Dans la nuit du 8 au 9 janvier, la Russie a frappé l'ouest de l'Ukraine avec son missile hypersonique Orechnik, causant la mort de quatre personnes à Kiev. Face à cette escalade, l'Ukraine a demandé une réunion urgente du Conseil de sécurité de l'ONU, qui se tiendra le 12 janvier, soutenue par plusieurs États membres, notamment la France et le Royaume-Uni.
Le ministre russe de la Défense a justifié cette attaque en l'associant à un attentat présumé contre une résidence de Vladimir Poutine survenu quelques semaines auparavant. Cette affirmation a été rejetée comme un mensonge par l'armée ukrainienne, qui condamne les frappes russes répétées contre des cibles civiles.

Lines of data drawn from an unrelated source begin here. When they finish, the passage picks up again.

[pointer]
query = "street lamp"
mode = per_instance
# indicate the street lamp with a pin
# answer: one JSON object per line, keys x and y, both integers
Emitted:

Selon un rapport de France 24, les bombardements ont touché des infrastructures critiques et privent déjà des millions d'Ukrainiens de services essentiels comme l'électricité et le chauffage, notamment à Kiev, où le maire, Vitaliy Klitschko, a appelé à une évacuation temporaire de la ville. Cette situation a conduit le secrétaire général de l'ONU, Antonio Guterres, à dénoncer fermement ces attaques. « De telles frappes représentent un niveau inacceptable de violence et constituent une menace pour la paix mondiale », a-t-il déclaré.
Les experts en sécurité s'inquiètent des conséquences à long terme de cette escalade militaire. Un analyste du think tank français, le Centre d'études de sécurité, a déclaré : « La situation en Ukraine pourrait devenir un point de rupture pour la sécurité en Europe. Les actions de la Russie sont perçues comme une provocation non seulement pour l'Ukraine mais pour toute l'Europe. »
Les discussions au sein du Conseil de sécurité se concentreront sur les implications de ces frappes et sur les mesures possibles pour garantir la sécurité des civils ukrainiens. La tension continue de grimper, et la communauté internationale surveille la situation de près.